Preston Sturges has such an immense reputation that it's easy to forget that he was hot for only a few scant years as the wonder man of Paramount Pictures, during which time he turned out greats such as 'The Great McGinty' in 1940, 'Christmas in July' in 1940, 'The Lady Eve' in 1941, 'Sullivan's Travels' in 1941, 'The Palm Beach Story' in 1942, 'The Miracle of Morgan's Creek' in 1944, 'Hail the Conquering Hero' in 1944, and 'The Great Moment'in 1944. And that was after ten years of screenwriting.
Selling 'The Great McGinty' to Paramount for next to nothing so he could sit in the director's chair, Sturges became one of the first great writer'directors. His Paramount movies were not always big money makers, but he was the studio's prestige flmmaker and the darling of the critics. His approach combined sophisticated comedy with slapstick, and his hard-edged cynicism, combined with a streak of morbidity, was often undercut by surprising evidences of sentimentality.
Sturges tended to favor long takes, often achieved with a moving camera, to integrate characters into their surroundings. His most personal movie and probably his best work,'Sullivan's Travels', combined his typical comedy and brilliant comedic dialogue with more serious themes, all the while lampooning his own desire for those themes.

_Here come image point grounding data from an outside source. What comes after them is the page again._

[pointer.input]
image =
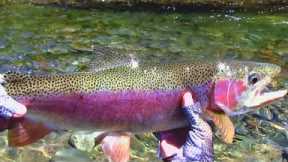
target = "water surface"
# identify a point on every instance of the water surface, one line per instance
(53, 39)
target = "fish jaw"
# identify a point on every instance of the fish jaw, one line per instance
(236, 93)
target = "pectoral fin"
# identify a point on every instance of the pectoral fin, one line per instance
(116, 146)
(25, 131)
(224, 125)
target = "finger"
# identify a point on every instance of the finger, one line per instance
(187, 99)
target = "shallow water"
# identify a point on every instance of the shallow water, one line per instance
(53, 39)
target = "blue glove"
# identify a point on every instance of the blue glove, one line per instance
(198, 145)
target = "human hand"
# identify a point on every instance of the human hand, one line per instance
(8, 106)
(191, 144)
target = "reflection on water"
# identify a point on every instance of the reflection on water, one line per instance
(51, 39)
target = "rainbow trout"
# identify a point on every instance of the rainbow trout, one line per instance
(137, 99)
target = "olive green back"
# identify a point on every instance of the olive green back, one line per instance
(144, 77)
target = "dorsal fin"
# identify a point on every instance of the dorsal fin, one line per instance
(14, 76)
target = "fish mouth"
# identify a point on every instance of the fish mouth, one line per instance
(256, 96)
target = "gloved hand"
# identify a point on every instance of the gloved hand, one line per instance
(191, 144)
(8, 106)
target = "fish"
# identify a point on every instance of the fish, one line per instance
(134, 99)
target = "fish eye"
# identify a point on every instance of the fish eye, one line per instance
(253, 78)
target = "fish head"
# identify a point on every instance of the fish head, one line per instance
(242, 86)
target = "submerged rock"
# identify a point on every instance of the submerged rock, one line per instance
(71, 155)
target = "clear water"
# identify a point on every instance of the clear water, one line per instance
(53, 39)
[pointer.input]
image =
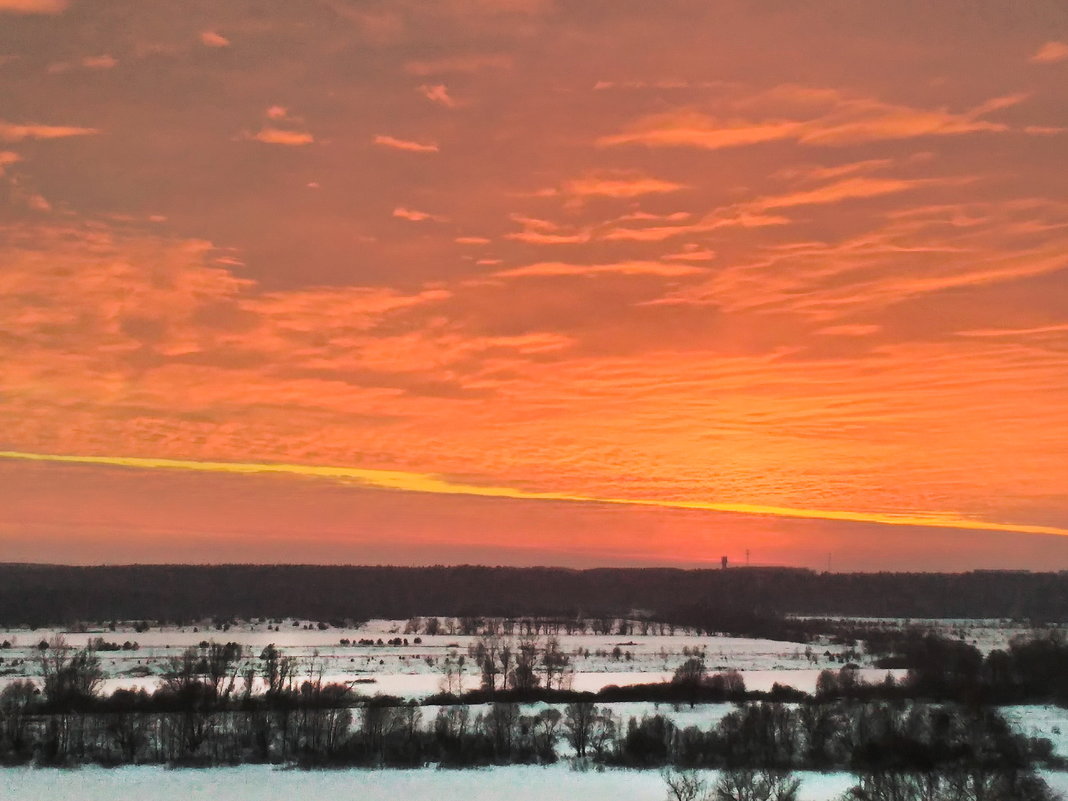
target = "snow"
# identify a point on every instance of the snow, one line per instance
(414, 670)
(261, 783)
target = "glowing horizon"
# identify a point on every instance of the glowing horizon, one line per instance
(790, 278)
(405, 482)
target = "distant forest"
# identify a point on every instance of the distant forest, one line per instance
(40, 595)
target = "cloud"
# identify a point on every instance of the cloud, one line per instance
(618, 185)
(537, 231)
(8, 157)
(411, 482)
(1051, 52)
(819, 118)
(849, 330)
(33, 6)
(405, 144)
(458, 64)
(99, 62)
(437, 93)
(211, 38)
(278, 136)
(1057, 328)
(551, 269)
(17, 132)
(414, 216)
(692, 253)
(90, 62)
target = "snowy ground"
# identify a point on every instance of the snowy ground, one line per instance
(261, 783)
(414, 670)
(258, 783)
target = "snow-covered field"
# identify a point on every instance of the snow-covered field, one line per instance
(261, 783)
(258, 783)
(414, 670)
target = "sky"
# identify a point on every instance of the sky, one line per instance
(534, 282)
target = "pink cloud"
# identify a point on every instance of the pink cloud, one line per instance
(1051, 52)
(33, 6)
(16, 132)
(278, 136)
(438, 93)
(405, 144)
(550, 269)
(211, 38)
(415, 216)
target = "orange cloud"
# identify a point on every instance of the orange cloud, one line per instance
(830, 119)
(405, 144)
(16, 132)
(458, 64)
(211, 38)
(618, 185)
(407, 482)
(33, 6)
(414, 216)
(437, 93)
(546, 269)
(279, 136)
(1051, 52)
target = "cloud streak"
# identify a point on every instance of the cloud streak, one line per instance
(411, 482)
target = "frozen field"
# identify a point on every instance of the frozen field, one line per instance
(414, 670)
(260, 783)
(257, 783)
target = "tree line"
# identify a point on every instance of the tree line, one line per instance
(727, 600)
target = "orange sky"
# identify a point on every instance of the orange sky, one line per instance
(519, 281)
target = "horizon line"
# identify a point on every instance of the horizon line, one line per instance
(434, 484)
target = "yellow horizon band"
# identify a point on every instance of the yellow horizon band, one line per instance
(408, 482)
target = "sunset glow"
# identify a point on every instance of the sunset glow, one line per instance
(608, 282)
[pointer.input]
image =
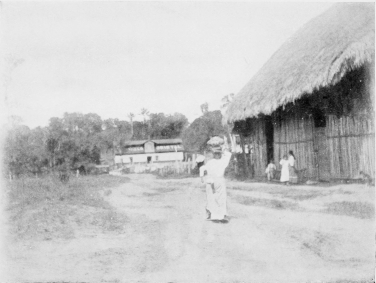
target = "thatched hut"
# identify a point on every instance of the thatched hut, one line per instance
(315, 96)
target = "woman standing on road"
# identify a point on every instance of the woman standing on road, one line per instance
(216, 192)
(285, 177)
(293, 177)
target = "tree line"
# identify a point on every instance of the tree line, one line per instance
(77, 139)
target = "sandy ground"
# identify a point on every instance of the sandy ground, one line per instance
(275, 234)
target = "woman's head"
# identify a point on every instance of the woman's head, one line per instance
(217, 155)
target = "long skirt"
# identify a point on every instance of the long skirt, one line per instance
(292, 174)
(285, 174)
(216, 194)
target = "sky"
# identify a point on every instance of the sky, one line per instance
(113, 58)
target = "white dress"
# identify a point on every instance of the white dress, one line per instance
(285, 176)
(216, 192)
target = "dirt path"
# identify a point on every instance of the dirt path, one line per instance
(272, 236)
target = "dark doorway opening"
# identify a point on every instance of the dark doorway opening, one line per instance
(269, 133)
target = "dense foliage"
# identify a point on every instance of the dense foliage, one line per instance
(202, 129)
(78, 139)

When Paramount let him go, Sturges teamed with Howard Hughes in an ill-fated attempt to revive Harold Lloyd's career with 'The Sin of Harold Diddlebock' in 1947, but returned to form with the exceptional black comedy 'Unfaithfully Yours' in 1948 at Twentieth Century Fox. Its commercial failure, however, largely dnded his career, and only two negligible films followed. He died of a heart attack, living on the hotel's tab, at the Algonquin Hotel in New York City in 1959.